I read this in a book I borrowed from my freshman year roommate. It was a fictional novel about a dystopian America, set in the future. I cannot remember the title at this moment, but that’s not important right now.
Traveling as an American comes with a lot of privilege, but is also accompanied by a lot of ignorance. IHP has offered a ton of knowledge on this topic, and thankfully so. Americans make numerous assumptions about cultures we have little knowledge of, and India is no exception. [I will be using the pronoun ‘we’ when referring to Americans for the sake of simplicity, though I am aware not every American has these beliefs or is as ignorant]. Trigger words/phrases exist for us, including, but not limited to, “segregation,” “female dependance,” “dowry,” and “arranged marriage.” I will admit that I probably felt like many other Americans about these terms; I felt disgust. I simply was not able to understand why women would be okay with such lack of freedom, and how in today’s world a society could exist with such miscarriage of equal rights and lack of choice. I now offer two ideas, one being that Indian women have far more choice than we could ever culturally understand (though I am trying to break this wall of ignorance everyday), and that Americans actually have less choice than we know.
I am not an expert on India, nor will I claim to be, but I can offer my opinion, after all you are reading a blog solely written and editing by yours truly. I have been lucky enough to have a host family very open to discussing these issues which garner so much fuss from ‘the western world.’ Arranged marriage is something I understand much better in a cultural context and will share my knowledge with you…

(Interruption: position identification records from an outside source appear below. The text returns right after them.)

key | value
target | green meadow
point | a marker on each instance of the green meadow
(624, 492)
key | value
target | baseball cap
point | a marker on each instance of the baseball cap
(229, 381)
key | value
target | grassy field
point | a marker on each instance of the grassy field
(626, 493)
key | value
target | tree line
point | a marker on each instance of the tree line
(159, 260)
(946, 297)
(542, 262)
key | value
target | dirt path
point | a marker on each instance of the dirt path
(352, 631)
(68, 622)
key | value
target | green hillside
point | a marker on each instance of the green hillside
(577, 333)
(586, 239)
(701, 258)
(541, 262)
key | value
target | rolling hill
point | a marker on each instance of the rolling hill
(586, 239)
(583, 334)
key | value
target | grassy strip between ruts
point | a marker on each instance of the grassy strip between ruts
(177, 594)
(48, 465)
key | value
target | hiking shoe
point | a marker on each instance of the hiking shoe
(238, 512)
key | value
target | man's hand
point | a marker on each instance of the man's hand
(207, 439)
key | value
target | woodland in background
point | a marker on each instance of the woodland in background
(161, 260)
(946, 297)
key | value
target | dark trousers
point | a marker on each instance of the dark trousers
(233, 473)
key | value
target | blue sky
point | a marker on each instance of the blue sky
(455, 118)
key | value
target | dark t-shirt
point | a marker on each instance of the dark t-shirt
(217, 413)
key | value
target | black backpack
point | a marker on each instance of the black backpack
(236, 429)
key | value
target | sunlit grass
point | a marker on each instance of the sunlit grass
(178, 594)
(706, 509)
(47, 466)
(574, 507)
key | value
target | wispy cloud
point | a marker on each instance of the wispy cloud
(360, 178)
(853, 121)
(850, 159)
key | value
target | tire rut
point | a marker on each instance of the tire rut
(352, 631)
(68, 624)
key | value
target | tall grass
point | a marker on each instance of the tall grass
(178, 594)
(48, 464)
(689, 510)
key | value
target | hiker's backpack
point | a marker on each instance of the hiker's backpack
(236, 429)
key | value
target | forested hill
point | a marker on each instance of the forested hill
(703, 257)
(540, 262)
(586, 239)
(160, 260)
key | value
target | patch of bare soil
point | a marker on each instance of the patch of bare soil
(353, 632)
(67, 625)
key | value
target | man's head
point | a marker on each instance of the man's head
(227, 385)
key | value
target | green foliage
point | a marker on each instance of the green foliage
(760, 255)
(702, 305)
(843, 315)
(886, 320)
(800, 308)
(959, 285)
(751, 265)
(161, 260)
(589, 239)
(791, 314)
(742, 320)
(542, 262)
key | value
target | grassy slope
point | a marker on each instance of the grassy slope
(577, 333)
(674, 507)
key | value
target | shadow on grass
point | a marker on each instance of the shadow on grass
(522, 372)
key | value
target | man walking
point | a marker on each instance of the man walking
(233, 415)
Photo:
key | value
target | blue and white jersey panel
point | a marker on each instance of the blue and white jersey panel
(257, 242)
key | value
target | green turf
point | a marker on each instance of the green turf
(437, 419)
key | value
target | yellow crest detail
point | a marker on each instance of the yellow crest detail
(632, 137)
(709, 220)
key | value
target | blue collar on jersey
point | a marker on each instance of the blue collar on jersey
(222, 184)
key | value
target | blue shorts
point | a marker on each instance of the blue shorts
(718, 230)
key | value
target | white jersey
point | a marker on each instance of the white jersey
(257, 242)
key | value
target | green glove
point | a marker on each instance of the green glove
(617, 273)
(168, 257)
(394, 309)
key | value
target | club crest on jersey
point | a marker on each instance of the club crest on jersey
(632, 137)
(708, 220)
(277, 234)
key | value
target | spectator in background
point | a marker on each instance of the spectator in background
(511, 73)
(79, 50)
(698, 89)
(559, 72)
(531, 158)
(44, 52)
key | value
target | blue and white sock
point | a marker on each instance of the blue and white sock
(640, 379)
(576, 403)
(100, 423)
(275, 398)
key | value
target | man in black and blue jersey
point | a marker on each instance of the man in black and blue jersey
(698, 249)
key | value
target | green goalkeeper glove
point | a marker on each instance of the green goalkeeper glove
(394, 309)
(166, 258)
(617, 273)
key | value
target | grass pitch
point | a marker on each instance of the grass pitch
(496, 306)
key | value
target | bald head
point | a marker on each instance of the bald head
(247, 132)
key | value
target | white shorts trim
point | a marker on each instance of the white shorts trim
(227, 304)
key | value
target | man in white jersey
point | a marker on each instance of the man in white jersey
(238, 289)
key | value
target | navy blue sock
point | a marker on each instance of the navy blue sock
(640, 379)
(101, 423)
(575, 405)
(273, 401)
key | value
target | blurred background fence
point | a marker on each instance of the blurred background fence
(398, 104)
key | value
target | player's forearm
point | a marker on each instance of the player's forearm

It is basically a blind date, set up by your parents. Sound weird and uncomfortable? I challenge you to step out of what you believe to be ‘normal’ and think of it like this: the parents of the girl and the parents of the boy realize that their respective son or daughter have a lot in common and desire the same things in life. They decide to set up so-called blind date. The son and daughter (we’ll call them Jack and Jill) meet up for dinner. At this point one of two things can happen. A) Jack and Jill both really like each other and decide to keep dating, B) one or both do not feel any chemistry and tell their families they do not wish to continue the relationship. Sound like there’s no choice? If option A was selected then the two continue on, but the difference is the families are more involved than in the US. All baggage is aired very early on, as both families are in communication often. The two know exactly what they are getting into, including what their in-laws will be like (bonus!) all before marriage. Arranged marriage also offers much more security and stability, as both parties have a network of support to turn to when things are bumpy. There is also less of a chance one will leave the other (I believe in this case, mostly protection on the part of the woman) because their connection goes much deeper than between just the two of them. That’s the watered down and simple version from what I learned from Uncle Ji. Still sound super scary? I hope not.
This brings me to my second thought; do we have as much choice as we think we do? My short answer would be no. We have come a long way in equality, but what does equality mean? Has it ever occurred to some that some women desire arranged marriages, or to wear concealing clothes? And while we are a society that covets egalitarianism, we have not yet reached it for many. One such example would be the laws in place that discriminates against same-sex couple getting married. While maybe not all of us agree with same-sex marriage, as is your right as an American, why do you get to decide who is allowed to get married based on a religion not shared by everyone, or interpreted differently by those who do. Another example is the overwhelming statistics on how unequal pay is for women compared to men. The main character in the fictional novel who used this quote did so in reference to America’s dependance on choice. We feel as though we must have the utmost freedom in everything we do. We must have over 500 different kinds of cell phones to choose from, thousands of brands, flavors of ice cream… we must have access to the best and worst of everything. The main character alludes to this being the downfall of our society; that our dependance on choice made us weak. America is not perfect, and even at that, our ideals are not shared by everybody else in the world, nor should they be. Can you imagine a world where everybody was the same, because I can’t. So maybe choice is good, but perhaps there is a thing as too much choice.